Come uscire dall’angolo del ring in cui di fatto noi formatori ci ritroviamo? La risposta non può precludere una conversione del ruolo dei formatori e della prassi della formazione permanente. Il formatore non può essere solo un segretario di se stesso che contatta relatori, invia email per auguri di compleanno e di ordinazione… occorre innanzitutto esserci! Esserci con il cuore, con la mente, con il proprio vissuto quando, dove e come anche il prete che ti è stato affidato è in grado di esserci! Questa è la grande e necessaria conversione da vivere se vogliamo che la formazione permanente sia in grado di divenire un’esperienza significativa per i preti di ogni età.

Un padre adulto, qualificato, equilibrato

Il prete di oggi non avverte come bisogno prioritario la presentazione di un libro, o ascoltare una relazione o partecipare ad un ritiro, tanto più se guidato dal suo stesso vescovo. Tutto questo può trovarlo online con due click.

Il prete, anche quello di oggi, ha un gran bisogno (proprio perché spesso non ne è neppure consapevole) di relazionare per trovare sostegno in un padre adulto, qualificato ed equilibrato con cui confrontarsi a 360 gradi a partire dal proprio vissuto emotivo, esistenziale, pastorale, spirituale, culturale… Il numero dei preti è sempre più basso così come quello di formatori preparati e di chi sa essere, ed è disposto a prestarsi, come un padre amorevole del suo confratello.

Così facendo la formazione permanente si trasformerebbe da un’informazione più o meno generica ad una formazione della persona che la renda sempre più libera dai fardelli del proprio passato e aperta ai valori trascendentali del Vangelo. La formazione, da realtà di aula, deve diventare un’esperienza di umanità (spiritualità e psicologia) attraverso laboratori di gruppo e colloqui individuali.

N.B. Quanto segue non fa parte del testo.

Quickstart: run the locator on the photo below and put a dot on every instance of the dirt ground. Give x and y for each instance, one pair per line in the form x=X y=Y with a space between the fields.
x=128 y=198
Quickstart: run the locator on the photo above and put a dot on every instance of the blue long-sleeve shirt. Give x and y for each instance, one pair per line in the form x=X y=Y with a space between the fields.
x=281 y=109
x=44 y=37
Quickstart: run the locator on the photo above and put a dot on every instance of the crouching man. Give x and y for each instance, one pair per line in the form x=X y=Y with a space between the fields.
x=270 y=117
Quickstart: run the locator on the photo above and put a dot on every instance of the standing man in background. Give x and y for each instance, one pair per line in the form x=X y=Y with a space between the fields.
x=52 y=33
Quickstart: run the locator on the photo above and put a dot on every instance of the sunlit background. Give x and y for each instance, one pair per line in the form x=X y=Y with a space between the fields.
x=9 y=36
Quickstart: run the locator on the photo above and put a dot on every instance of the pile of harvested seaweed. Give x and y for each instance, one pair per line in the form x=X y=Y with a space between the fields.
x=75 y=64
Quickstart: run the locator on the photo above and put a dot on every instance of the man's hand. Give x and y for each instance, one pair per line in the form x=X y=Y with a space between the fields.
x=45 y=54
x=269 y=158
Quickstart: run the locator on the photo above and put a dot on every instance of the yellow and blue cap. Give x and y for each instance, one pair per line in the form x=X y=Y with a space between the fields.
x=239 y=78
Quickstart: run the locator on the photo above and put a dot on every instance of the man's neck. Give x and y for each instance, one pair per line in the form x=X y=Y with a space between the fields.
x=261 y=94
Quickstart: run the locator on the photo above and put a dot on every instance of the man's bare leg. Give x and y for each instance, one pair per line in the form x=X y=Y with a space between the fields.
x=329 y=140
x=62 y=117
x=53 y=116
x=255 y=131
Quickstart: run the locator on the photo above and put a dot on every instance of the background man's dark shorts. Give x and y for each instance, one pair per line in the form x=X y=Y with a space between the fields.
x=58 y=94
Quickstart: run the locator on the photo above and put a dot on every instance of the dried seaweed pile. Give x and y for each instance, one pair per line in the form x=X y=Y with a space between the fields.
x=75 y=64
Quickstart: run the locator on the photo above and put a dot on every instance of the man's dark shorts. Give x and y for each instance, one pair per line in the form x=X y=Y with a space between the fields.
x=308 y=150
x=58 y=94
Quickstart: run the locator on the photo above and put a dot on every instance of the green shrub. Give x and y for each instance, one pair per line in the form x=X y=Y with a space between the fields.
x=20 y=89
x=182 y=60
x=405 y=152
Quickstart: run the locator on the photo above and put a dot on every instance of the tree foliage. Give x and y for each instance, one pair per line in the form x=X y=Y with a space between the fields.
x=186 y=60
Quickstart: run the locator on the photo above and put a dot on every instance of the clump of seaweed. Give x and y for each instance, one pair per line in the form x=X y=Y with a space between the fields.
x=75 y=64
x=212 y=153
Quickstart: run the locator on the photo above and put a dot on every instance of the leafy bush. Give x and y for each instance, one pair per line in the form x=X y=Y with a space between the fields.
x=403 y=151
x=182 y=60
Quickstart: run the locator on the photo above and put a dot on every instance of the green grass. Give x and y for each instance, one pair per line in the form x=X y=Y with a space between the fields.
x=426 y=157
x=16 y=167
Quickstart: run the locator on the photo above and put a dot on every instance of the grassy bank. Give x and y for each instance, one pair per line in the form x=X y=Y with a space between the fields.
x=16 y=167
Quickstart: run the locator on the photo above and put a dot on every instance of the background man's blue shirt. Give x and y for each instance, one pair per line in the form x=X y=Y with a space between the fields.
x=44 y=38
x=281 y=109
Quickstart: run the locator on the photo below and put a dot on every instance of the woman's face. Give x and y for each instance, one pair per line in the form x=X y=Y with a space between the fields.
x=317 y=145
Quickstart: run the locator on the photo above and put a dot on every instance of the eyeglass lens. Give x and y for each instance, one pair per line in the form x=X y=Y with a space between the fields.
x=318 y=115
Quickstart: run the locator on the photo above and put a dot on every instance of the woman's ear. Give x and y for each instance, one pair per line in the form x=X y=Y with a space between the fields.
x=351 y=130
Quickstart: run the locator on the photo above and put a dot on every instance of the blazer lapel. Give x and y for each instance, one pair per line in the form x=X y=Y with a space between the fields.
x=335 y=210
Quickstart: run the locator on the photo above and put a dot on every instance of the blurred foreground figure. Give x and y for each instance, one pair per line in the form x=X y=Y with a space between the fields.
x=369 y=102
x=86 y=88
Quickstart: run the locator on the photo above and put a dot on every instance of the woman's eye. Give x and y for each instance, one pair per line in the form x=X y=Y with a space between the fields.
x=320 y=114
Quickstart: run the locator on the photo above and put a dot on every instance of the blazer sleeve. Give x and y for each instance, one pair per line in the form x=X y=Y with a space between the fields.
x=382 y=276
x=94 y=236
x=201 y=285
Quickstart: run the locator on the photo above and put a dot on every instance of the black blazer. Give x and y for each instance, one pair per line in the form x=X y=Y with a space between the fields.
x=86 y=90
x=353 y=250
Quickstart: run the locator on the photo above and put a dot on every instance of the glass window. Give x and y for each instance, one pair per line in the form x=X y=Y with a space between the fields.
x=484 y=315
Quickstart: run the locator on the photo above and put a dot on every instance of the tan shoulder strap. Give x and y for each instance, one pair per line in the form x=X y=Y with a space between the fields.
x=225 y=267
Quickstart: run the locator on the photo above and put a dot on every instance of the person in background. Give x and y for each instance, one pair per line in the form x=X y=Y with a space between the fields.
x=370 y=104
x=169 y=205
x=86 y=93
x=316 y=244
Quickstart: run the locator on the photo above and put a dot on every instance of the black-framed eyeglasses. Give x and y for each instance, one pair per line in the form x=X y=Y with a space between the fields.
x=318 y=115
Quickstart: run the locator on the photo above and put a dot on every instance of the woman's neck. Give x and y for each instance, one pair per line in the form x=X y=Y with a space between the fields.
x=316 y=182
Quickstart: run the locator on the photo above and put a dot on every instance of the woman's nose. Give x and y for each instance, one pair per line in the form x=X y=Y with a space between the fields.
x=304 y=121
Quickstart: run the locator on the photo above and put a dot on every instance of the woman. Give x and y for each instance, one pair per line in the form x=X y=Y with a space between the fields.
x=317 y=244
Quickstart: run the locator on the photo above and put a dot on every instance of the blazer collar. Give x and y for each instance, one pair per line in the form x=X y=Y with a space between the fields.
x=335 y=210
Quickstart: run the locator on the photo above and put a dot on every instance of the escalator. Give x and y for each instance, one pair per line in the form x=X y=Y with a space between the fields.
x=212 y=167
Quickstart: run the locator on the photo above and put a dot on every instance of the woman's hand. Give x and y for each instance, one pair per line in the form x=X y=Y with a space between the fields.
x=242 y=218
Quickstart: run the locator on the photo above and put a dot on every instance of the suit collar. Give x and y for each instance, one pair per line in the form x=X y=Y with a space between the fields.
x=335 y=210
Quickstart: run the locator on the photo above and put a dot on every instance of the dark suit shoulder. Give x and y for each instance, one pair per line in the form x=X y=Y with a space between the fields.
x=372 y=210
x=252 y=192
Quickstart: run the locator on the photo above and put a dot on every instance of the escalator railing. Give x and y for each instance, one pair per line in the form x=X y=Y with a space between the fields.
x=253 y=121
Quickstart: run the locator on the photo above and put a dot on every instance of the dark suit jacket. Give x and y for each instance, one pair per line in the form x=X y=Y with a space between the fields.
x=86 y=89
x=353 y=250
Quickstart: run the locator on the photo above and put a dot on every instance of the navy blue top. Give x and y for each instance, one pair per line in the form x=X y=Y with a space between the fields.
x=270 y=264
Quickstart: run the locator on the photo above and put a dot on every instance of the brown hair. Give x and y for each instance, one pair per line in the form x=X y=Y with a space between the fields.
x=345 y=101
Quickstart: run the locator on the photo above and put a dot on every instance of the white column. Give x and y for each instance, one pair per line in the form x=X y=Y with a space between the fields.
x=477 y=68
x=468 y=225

I nostri preti hanno bisogno di essere ascoltati e non di ascoltare e la formazione permanente deve essergli accanto per aiutarli a fare emergere ciò che hanno nel cuore e che fanno una fatica enorme a prenderne consapevolezza e a verbalizzare. Il formatore deve essere un uomo che sa ascoltare, soprattutto tra il non detto, che conosce e accetta se stesso e che vive con consapevolezza il suo ministero.

Formazione remota

Il desiderio di autoformazione, dato per scontato nel 1992, non nasce nel prete per il fatto stesso di essere ordinato ma da uno stile di appassionante interesse per le cose dell’uomo e di Dio che noi dobbiamo contribuire a far maturare sin dai percorsi vocazionali.

Non è questo il luogo per parlare dei percorsi di formazione remota al presbiterato ma sono convinto che è proprio in essi che vanno posti i semi dai quali dovrà germogliare il bisogno di formarsi tutta la vita. I giovani devono essere accompagnati, verso l’ordinazione prima e per tutta la vita poi, nel prendere consapevolezza dei grandi temi dei quali non possono e non possiamo non tenerne conto: la mia storia personale, di famiglia, di vita cristiana, la mia affettività e la mia vita di relazione con la donna, con l’uomo, con il mondo LGBTQ+, con Dio e la sua immagine, il mio percepirmi davanti agli stili abusanti, il mio riconoscermi figlio, padre/fratello maggiore, come vivo la lotta spirituale e psicologica in me…

Anche la formazione del clero ha risentito della pandemia da Covid-19 ma torneremo a vivere una nuova normalità. Ci stiamo preparando per servire al meglio i nostri preti non appena potremo incontrarci di nuovo in presenza? Come una moneta, anche questo tempo ha un evidentissimo lato negativo ma anche uno altrettanto potente e positivo: non possiamo non coglierlo!